An Innate Move or An Ambitious—Externally Motivated Choice?
Tayyaba Zahid & Iona Yû
Natural or Not Malia Obama stuns all at Sundance Film Festival having adopted Malia Ann as her official signature.
In America, a name can be both crown and cage. It can open doors gilded with opportunity—or lock an individual into expectations not their own. Few names in recent history have carried as much moral weight as Obama. And yet, Malia Obama, the 26-year-old eldest daughter of the former President and First Lady, has chosen to set that name aside.
As henceforth she will, for her creative endeavours and beyond, go by Malia Ann.
The revelation, delivered by Michelle Obama in a candid moment on the Sibling Revelry podcast, was striking for its intimacy.
“It is very important for my kids to feel like they’ve earned what they are getting in the world,” Michelle explained. “They don’t want people to assume that they don’t work hard, that they’re just naturally just handed things. They’re very sensitive to that.”

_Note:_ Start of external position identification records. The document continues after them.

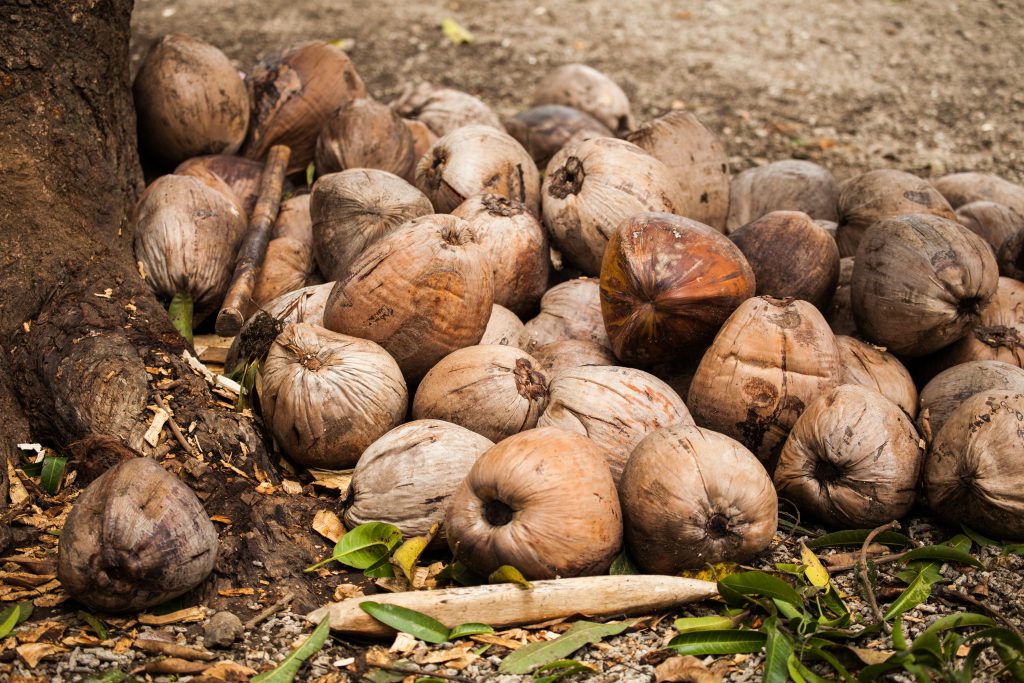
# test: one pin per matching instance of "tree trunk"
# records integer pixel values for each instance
(84, 340)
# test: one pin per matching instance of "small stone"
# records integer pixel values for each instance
(222, 630)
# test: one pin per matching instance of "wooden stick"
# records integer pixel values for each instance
(503, 605)
(253, 248)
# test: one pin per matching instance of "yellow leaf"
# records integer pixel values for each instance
(816, 572)
(456, 33)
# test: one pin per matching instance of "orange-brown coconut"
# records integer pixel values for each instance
(542, 501)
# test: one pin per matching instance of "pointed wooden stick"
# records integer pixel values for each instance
(503, 605)
(253, 249)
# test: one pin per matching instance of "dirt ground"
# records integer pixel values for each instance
(928, 86)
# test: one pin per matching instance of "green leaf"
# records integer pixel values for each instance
(758, 585)
(718, 642)
(855, 539)
(941, 553)
(582, 633)
(289, 667)
(471, 629)
(623, 565)
(365, 547)
(507, 573)
(94, 624)
(415, 624)
(52, 473)
(695, 624)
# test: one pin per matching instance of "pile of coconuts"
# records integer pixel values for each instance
(562, 335)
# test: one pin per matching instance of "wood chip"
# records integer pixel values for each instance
(329, 525)
(182, 615)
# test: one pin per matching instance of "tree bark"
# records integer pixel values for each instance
(84, 340)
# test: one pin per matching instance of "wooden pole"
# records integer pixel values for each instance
(253, 249)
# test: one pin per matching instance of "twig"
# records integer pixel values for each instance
(270, 611)
(865, 580)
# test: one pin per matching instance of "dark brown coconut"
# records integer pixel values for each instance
(696, 158)
(407, 476)
(868, 198)
(993, 222)
(961, 188)
(875, 369)
(974, 473)
(505, 328)
(852, 460)
(546, 129)
(543, 502)
(589, 90)
(591, 187)
(327, 396)
(840, 311)
(950, 388)
(920, 283)
(516, 245)
(494, 390)
(366, 133)
(691, 498)
(135, 538)
(186, 236)
(294, 95)
(353, 209)
(189, 100)
(473, 160)
(771, 358)
(421, 293)
(783, 185)
(443, 110)
(668, 284)
(569, 310)
(569, 353)
(613, 407)
(791, 256)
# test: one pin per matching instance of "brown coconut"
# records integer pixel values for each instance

The move forces us to ask: Is this an innate act of self-definition—an artist carving her own path from within? Or an ambitious act shaped by the relentless gaze of the world outside, where whispers of nepotism can be an unbearable thought for certain children of privilege?
Her self remodelling became particularly newsworthy after Malia Ann, debuted her short film, “The Heart,” at the 2024 Sundance Film Festival. The 18-minute film, which she wrote and directed, tells the story of a grieving son dealing with an unusual request from his deceased mother. It previously screened at Telluride and the Chicago International Film Festival, where it received recognition.
Glimpsing the spirit of Malia Ann, with her muse-like poise at The Sundance Film Festival, one almost imagines that had the devilish Maria Orsic and her once upon a time Vril visionaries beheld such a woman, they might have turned their gaze from darkness toward the good and history itself might have tilted toward the good. We don’t know where her will will take her, but it will fill a space somewhere. The only question is how many studios, how many screens how many minds?